In a brief email interaction I had with Mike in response to his article I cited above I wrote on October 19th:

I believe it can get worse.  I believe in inter market correlations (both inverse and positive).  I don't believe TIP/TENZ can break support without ultimately causing a sell off in equities.  But as I tried to articulate in our interaction on Twitter, as soon as the junkie (the market) gets a whiff of positive central bank news, risk assets turn around on a dime and go higher.  

There's an obvious breaking point in all this.

The other end of the equation is the balance between an obvious yet tepid recovery in US and an EU looking more and more like its going into a deflationary spiral.  Japan is already there.  I ignore China because it is simply the "tail the dog wags".

Can the US go it alone and prosper (relatively) while EU and Japan wallow?  I say no but stranger things have happened and even the brightest among us do not have a definitive answer until after the fact.

As long as the market continues to get it's "fix" and think central banks "have it's back" then investors will focus on earnings and the earnings so far this quarter are beating street estimates (never mind that this is a big game in and of itself).  And that's why I think we could see a year end rally.
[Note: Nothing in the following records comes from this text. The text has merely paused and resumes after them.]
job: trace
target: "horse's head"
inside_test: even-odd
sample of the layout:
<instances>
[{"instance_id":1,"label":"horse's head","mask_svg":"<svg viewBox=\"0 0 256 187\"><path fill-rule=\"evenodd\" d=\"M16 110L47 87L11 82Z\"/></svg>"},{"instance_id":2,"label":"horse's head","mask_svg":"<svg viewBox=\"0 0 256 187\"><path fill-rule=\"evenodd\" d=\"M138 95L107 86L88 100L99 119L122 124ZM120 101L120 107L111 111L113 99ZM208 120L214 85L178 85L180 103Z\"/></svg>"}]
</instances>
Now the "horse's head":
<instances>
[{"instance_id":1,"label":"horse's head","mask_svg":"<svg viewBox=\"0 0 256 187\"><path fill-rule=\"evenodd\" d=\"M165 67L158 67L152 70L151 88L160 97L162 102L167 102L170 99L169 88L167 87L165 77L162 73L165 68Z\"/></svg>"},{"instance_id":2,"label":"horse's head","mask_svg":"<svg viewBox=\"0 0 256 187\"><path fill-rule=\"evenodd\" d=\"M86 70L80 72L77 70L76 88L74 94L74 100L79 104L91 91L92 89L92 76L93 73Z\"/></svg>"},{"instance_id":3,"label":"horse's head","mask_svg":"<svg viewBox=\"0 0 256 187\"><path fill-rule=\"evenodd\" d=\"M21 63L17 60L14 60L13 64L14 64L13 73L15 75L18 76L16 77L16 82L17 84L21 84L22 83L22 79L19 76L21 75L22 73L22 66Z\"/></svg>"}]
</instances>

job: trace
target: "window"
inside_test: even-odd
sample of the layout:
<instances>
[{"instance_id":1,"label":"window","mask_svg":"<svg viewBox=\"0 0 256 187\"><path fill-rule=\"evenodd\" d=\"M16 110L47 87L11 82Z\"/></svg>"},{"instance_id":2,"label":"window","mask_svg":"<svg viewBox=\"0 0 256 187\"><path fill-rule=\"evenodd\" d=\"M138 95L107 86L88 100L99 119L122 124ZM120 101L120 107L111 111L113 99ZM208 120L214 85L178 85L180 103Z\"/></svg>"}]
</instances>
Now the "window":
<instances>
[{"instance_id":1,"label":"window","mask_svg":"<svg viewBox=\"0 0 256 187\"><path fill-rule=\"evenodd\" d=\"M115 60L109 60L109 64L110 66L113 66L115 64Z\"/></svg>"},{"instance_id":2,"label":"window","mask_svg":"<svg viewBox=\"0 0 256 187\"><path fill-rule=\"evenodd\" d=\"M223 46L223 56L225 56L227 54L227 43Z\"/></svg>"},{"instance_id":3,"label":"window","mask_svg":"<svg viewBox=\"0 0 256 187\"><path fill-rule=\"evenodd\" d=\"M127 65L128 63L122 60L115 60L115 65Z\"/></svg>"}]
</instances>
As long as central banks prolong the global economy taking its medicine they forestall the inevitable.  The Central Bank experiment to buy time has about run it's course.  Some day soon even "Fed speak" will not move these markets.  And then watch out ...



Have a great week!


The statements, opinions and projections made in this writing are for informational purposes and are my own.  They do not represent the views of my broker/dealer.  Additionally, this writing does not constitute an offer to sell, a solicitation to buy, or a recommendation regarding any securities transaction, or as an offer to provide advisory or other services by me in any jurisdiction in which such offer, solicitation, purchase or sale would be unlawful under the securities laws of such jurisdiction

The information contained in this writing should not be construed as financial or investment advice on any subject matter. This writing is not published for the purpose of utilizing the information for short term trading or long term investing in stocks, bonds, ETFs, mutual funds,currencies, indexes, index or stock options, LEAPS, and stock or commodity futures. I expressly disclaim all liability in respect to actions taken based on any or all of the information on this writing.  Seek the personal, face to face guidance of a registered investment advisor before entering any trade or investment.  Anyone who trades or invests based on the information in this commentary does so at his/her own risk.  

Warning!  you can lose some or all of your principal (money) investing in stocks, bonds, ETFs, mutual funds, currencies, indexes, index or stock options, LEAPS and stock or commodity futures!